NAME: XXXXXXXXXXXXXXXXX  CASE: PD-2013-02672
BRANCH OF SERVICE: Army  BOARD DATE: 201
50409
SEPARATION DATE: 20080309


SUMMARY OF CASE: Data extracted from the available evidence of record reflects that this covered individual (CI) was an active duty E-4 (Human Intelligence Collector) medically separated for a thyroid, joint pain and feet conditions. These conditions could not be adequately rehabilitated to meet the physical requirements of his Military Occupational Specialty or satisfy physical fitness standards. He was issued a permanent P3/U2/L3/S1 profile and referred for a Medical Evaluation Board (MEB). Post-ablative hypothyroidism, arthralgia and plantar fasciitis were forwarded to the Physical Evaluation Board (PEB) IAW AR 40-501. The MEB also identified and forwarded three other conditions. The Informal PEB adjudicated hypothyroidism to include arthralgia, and bilateral plantar fasciitis as unfitting, rated 10%, and 0% respectfully with application of the Veterans Affairs Schedule for Rating Disabilities (VASRD). The remaining conditions were determined to be not unfitting. The CI made no appeals and was medically separated.


CI CONTENTION: CI contends his rating would be different with application of the VASRD. He also contends he was not evaluated for back and PTSD conditions. His complete submission is at Exhibit A.

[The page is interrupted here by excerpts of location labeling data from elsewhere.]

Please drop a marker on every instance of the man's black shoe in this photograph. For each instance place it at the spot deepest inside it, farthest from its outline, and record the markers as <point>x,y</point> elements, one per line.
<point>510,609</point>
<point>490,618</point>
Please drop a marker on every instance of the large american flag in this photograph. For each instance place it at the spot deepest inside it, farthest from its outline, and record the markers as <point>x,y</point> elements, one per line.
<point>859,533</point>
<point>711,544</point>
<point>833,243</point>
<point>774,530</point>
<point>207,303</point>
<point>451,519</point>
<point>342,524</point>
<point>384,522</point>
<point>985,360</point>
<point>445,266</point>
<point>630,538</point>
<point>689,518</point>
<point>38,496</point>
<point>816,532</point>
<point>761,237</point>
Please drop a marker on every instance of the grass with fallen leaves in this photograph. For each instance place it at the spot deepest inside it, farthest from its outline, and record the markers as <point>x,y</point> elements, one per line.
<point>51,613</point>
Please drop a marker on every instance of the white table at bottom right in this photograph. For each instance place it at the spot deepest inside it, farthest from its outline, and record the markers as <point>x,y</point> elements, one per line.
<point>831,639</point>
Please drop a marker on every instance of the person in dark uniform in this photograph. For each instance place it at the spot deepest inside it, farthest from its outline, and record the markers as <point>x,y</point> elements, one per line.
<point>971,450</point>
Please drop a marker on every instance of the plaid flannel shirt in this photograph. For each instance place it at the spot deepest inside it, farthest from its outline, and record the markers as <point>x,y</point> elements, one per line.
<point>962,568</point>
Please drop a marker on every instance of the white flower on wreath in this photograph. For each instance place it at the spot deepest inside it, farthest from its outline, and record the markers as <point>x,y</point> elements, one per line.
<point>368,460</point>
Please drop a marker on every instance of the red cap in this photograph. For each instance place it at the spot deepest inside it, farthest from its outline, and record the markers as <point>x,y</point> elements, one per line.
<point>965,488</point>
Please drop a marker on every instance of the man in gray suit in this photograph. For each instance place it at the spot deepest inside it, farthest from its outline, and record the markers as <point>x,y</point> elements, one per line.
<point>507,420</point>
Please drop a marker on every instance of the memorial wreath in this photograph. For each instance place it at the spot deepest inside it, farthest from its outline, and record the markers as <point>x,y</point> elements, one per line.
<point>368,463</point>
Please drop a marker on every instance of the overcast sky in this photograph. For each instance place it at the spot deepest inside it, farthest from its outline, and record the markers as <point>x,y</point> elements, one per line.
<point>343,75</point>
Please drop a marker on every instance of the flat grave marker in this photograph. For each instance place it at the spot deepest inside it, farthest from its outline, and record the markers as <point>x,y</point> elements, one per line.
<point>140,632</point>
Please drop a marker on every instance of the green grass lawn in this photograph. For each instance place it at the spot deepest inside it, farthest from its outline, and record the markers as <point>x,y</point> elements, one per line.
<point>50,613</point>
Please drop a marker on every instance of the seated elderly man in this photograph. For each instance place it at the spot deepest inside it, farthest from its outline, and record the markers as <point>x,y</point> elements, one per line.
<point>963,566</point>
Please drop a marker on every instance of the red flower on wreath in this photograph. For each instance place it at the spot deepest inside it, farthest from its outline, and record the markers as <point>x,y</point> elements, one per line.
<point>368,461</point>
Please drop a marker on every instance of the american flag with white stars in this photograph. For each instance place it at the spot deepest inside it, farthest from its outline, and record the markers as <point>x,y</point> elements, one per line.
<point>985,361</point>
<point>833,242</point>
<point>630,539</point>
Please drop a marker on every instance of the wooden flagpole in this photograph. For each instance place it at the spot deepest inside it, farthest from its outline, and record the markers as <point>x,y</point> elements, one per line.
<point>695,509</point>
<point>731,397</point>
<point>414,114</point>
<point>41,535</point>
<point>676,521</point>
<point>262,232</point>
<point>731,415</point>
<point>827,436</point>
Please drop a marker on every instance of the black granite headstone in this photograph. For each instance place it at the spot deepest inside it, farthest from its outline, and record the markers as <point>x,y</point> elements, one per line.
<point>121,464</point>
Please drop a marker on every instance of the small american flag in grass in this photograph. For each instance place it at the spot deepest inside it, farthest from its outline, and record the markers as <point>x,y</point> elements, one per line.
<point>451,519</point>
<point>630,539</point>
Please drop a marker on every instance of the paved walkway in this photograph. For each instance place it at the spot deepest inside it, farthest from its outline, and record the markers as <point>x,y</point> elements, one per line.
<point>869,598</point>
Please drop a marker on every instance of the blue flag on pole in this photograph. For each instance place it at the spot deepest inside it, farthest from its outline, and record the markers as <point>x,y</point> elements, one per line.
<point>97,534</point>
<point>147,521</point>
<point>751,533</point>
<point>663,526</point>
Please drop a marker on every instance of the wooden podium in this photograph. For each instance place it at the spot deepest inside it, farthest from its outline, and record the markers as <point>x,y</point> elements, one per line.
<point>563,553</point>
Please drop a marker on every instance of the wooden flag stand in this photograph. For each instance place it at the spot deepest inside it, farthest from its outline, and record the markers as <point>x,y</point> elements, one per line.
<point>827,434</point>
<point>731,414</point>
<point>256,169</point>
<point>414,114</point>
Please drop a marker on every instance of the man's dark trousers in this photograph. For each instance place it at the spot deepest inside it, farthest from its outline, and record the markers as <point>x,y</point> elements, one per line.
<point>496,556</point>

SCOPE OF REVIEW: The Board’s scope of review is defined in DoDI 6040.44, Enclosure 3, paragraph 5.e.(2). It is limited to those conditions determined by the PEB to be unfitting for continued military service and when specifically requested by the CI, those conditions identified by the PEB, but determined to be not unfitting. Any conditions outside the Board’s defined scope of review and any contention not requested in this application may remain eligible for future consideration by the Board for Correction of Military/Naval Records. Furthermore, the Board’s authority is limited to assessing the fairness and accuracy of PEB rating determinations and recommending corrections, where appropriate. The Board’s assessment of the PEB rating determinations is confined to review of medical records and all available evidence for application of the Veterans Affairs Schedule for Rating Disabilities (VASRD) standards to the unfitting medical condition at the time of separation. The Board has neither the role nor the authority to compensate for post-separation progression or complications of service-connected conditions. That role and authority is granted by Congress to the Department of Veterans Affairs, operating under a different set of laws. The Board gives consideration to VA evidence, particularly within 12 months of separation, but only to the extent that it reasonably reflects the severity of the disability at the time of separation.




RATING COMPARISON :

Service IPEB – Dated 20071220
VA* - (16 Days Pre-Separation)
Condition
Code Rating Condition Code Rating Exam
HypothyroidismArthralgia 7903 10% Hypothyroidism 7903 30% 20080222
Bilateral Plantar Fasciitis 5399-5310 0% Plantar Fasciitis 5276 NSC 20080222
Grave’s Disease Not Unfitting No VA Placement
Acute Stress Reaction Not Unfitting No VA Placement**
Bilateral Shin Splints Not Unfitting Bilateral Shin Splints 5310 0% 20080222
Other MEB/PEB Conditions x 0 (Not In Scope)
RATING: 10%
RATING: 40%
*Derived from VA Rating Decision (VARD) dated 200 80423 (most proxima te to date of separation [ DOS ] )
* * VARD dated 20100907 awarded service connection for PTSD r ated at 30% effective 20080310 (day after DOS)


ANALYSIS SUMMARY:

Hypothyroidism Post Ablative Therapy for Grave’s Disease to include Arthralgia. Service treatment records and narrative summaries (NARSUM) detailed that the CI was diagnosed with Graves’ disease (immune disorder of the thyroid) in 2006. History indicated prior-to-enlistment obesity with 100 pounds weight lost prior to enlistment. In early 2005, the CI had episodes of cough and shortness of breath (dyspnea) with palpitations (rapid heartbeat sensation), chest pain, night sweats and dizziness initially treated as asthma. Asthma was ruled out and the endocrinologist stated “in retrospect, this might have been an early manifestation of his thyroid disease.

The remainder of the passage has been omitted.